Following our briefing at Arm Tech Day 2019 and coinciding with the kick off of Computex 2019, Arm has unveiled two key new entries in its CPU and GPU lineup. The Arm Cortex-A77 takes high-end CPU performance to new heights. Meanwhile, the new flagship Mali-G77 GPU marks the dawn of a new graphics architecture as Valhall replaces Bifrost. No, that’s not a typo, the modern Scandinavian spelling doesn’t have an ‘a’ at the end. Who knew?
If you’re after all the nitty-gritty details, be sure to check out our deep dives on both the Cortex-A77 and Mali-G77. If you’re just after the key takeaways from Arm’s latest announcements, then you’re in the right place.

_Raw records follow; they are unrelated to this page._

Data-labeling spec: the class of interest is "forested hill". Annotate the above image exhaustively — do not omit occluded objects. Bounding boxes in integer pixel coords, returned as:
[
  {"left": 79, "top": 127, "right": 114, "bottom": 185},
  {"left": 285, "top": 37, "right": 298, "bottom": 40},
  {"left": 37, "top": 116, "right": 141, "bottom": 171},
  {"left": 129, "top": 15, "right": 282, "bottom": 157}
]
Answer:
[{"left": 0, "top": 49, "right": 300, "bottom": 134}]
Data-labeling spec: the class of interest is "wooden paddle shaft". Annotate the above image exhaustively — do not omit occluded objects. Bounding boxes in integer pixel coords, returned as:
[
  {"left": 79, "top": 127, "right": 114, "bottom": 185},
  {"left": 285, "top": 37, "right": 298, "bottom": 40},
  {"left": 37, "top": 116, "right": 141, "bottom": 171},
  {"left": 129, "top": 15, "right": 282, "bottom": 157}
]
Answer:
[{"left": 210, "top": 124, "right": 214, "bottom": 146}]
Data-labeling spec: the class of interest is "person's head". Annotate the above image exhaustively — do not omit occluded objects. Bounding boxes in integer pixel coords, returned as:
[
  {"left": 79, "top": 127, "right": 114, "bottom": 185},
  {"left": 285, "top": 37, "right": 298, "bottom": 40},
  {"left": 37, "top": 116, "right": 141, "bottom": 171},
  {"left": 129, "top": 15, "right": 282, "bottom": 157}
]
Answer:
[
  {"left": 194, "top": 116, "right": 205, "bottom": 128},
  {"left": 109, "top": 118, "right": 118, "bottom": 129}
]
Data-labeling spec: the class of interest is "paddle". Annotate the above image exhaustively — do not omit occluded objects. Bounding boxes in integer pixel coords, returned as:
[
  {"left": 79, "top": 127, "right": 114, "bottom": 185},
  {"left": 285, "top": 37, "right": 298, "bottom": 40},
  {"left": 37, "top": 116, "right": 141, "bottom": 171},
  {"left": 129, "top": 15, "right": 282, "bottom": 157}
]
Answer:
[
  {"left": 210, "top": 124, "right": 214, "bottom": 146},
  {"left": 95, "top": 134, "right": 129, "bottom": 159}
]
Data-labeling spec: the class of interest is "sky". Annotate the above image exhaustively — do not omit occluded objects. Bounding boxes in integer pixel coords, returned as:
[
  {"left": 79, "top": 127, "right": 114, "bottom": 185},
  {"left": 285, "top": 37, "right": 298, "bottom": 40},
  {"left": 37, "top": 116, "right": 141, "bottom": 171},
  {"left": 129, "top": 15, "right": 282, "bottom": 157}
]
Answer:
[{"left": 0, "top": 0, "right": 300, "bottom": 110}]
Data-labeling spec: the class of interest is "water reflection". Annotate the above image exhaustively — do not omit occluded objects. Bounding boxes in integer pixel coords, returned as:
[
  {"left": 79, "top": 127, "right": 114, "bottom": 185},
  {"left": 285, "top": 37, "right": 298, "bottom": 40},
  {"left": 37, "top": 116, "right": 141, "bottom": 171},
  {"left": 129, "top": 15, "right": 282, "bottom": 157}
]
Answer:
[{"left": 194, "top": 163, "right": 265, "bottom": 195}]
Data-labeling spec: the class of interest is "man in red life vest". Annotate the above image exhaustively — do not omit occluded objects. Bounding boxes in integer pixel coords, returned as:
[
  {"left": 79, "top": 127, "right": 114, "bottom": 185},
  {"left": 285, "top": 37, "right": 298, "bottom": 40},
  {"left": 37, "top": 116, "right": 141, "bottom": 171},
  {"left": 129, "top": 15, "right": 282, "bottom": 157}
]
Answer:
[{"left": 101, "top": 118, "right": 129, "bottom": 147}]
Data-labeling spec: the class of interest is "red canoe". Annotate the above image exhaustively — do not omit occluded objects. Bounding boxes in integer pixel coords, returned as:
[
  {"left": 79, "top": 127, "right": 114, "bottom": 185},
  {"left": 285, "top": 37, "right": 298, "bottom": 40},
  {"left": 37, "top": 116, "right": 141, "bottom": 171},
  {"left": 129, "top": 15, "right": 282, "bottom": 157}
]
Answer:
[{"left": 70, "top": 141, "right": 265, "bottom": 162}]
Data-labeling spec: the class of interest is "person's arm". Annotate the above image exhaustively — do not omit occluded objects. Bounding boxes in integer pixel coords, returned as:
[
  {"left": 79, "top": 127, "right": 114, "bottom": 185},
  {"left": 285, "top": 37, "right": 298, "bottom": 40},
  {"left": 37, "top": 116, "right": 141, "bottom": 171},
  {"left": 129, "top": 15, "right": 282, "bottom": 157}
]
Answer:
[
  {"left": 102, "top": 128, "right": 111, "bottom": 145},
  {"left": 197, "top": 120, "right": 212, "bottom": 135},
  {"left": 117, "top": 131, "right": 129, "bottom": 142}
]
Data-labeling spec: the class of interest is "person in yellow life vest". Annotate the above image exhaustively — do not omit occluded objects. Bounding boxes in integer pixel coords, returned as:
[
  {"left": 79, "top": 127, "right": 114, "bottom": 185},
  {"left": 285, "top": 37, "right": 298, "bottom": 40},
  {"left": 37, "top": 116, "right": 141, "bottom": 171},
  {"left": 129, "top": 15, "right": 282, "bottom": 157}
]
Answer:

Expect 20-30 percent more performance next-gen
Next-generation processors are always targeting better performance and in the case of Arm without increasing power consumption. The new Cortex-A77 targets a roughly 20 percent performance improvement over the Cortex-A76 when using the same processing node and clock speeds. That’s also while sticking in the same power envelope and a marginally larger silicon area size as well. We could see a few more percentage points of improvement when SoCs move to improved 7nm processes, but about 20 percent is the ballpark uplift for next year.
The Mali-G77 is a little more aggressive on the performance gains. The new GPU architecture boasts about 30 percent better performance energy efficiency and performance density over the Mali-G76. Manufacturers could even lay down more GPU silicon to boost performance further. Factoring this in and new process improvements heading our way, Arm expects that Mali-G77 performance can reach up to 40 percent higher than the G76. That’s a pretty big deal given Qualcomm Adreno’s perceived performance lead in mobile at the moment.
The Cortex-A77 builds on the A76 design
The Arm Cortex-A77 is a direct successor to last year’s high-end Cortex-A76. We’ll almost certainly see four of these new CPUs inside 2020’s flagship smartphones, paired up with four energy efficiency Cortex-A55.
The biggest changes to the microarchitecture are found in the branch prediction cache and a beefed up ability to handle six instructions per cycle, up from four. There also a new ALU and Branch unit inside the execution core. Ignoring the technobabble, the key thing to understand is that the Cortex-A77 aims to keep the CPU better fed with data for faster throughput. This is done by reducing bottlenecks in the earliest stages of the CPUs hardware and then boosting the number of executions that the core can handle at once.
Wide throughput was already the name of the game with the Cortex-A76, and the A77 improves on this formula further. A more thorough explanation of the technical changes is found in the deep dive.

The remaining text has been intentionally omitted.